The apparent contradictions between what consumers say and what they do might not all be contradictory. The understanding of technology includes knowledge that not all privacy intrusions are invasive, thus not all are invasions.
REFERENCES
Anonymous. 2009. Boom Time for Cybercrime. Consumer Reports, 74 (June): 18-21.
LaRose, Robert and Nora J. Rifon. 2007. Promoting I-Safety: Effects of Privacy Warnings and Privacy Seals on Risk Assessment and Online Privacy Behavior. Journal of Consumer Affairs, 41 (Spring): 127-149.
Nehf, James P. 2007. Shopping for Privacy on the Internet. Journal of Consumer Affairs, 41 (Winter): 351-365.

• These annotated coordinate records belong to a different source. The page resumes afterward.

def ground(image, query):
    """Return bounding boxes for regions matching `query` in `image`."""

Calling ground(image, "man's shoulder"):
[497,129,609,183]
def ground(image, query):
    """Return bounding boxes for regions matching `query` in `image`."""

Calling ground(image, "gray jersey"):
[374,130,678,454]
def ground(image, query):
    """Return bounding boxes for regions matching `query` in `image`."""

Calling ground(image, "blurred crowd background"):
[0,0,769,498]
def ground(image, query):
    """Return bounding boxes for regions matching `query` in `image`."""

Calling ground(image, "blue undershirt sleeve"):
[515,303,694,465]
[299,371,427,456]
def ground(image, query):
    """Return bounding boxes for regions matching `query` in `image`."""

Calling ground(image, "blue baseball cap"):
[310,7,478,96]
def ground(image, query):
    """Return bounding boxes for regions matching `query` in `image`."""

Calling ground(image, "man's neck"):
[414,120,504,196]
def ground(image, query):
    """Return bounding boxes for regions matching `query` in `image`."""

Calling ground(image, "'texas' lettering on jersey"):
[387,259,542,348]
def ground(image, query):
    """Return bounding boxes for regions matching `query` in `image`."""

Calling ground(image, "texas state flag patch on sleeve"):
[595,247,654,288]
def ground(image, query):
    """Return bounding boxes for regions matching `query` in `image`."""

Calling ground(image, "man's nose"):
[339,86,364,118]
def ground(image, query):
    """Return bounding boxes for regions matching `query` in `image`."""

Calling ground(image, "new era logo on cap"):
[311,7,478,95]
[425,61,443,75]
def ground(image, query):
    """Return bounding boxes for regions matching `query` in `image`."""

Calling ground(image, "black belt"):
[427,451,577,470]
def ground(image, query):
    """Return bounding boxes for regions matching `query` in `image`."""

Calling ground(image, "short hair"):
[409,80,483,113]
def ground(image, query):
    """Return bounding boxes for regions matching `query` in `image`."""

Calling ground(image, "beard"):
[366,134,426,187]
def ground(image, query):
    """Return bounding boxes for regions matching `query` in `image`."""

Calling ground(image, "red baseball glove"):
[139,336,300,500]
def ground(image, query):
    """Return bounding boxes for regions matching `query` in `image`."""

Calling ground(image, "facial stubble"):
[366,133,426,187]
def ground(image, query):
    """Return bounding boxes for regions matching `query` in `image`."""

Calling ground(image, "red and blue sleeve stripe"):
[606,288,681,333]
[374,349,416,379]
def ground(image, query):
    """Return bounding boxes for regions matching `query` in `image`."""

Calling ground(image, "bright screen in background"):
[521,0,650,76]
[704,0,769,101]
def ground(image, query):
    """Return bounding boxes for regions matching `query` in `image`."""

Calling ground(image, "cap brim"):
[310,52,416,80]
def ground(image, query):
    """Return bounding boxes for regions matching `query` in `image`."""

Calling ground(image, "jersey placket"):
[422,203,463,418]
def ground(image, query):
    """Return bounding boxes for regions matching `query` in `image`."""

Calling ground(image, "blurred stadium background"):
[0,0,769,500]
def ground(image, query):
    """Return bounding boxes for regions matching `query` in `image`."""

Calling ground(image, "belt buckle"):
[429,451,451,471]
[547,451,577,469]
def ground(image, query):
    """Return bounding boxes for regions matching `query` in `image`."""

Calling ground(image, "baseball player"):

Norberg, Patricia A., Daniel R. Horne, and David A. Horne. 2007. The Privacy Paradox: Personal Information Disclosure Intentions versus Behaviors. Journal of Consumer Affairs, 41 (Summer): 100-126.
Pitt, Leland F. and Richard T. Watson. 2007. A Reply [to Nehf]: An Ecosystem Perspective on Privacy. Journal of Consumer Affairs, 41 (Winter): 365-375.
Rifon, Nora, Robert LaRose, and Sejung Marina Choi. 2005. Your Privacy Is Sealed: Effects of Web Privacy Seals on Trust and Personal Disclosures. Journal of Consumer Affairs, 39 (Winter): 339-362.
Rotfeld, Herbert Jack. 2008. Financial Aliteracy. Journal of Consumer Affairs, 42 (Summer): 306-309.
Turow, Joseph, Michael Hennessy, and Amy Bleakley. 2008. Consumers’ Understanding of Privacy Rules in the Marketplace. Journal of Consumer Affairs, 42 (Fall): 411-424.
Youn, Seounmi. 2008. Parental Influence and Teens’ Attitudes Toward Online Privacy Protection. Journal of Consumer Affairs, 42 (Fall): 362-388.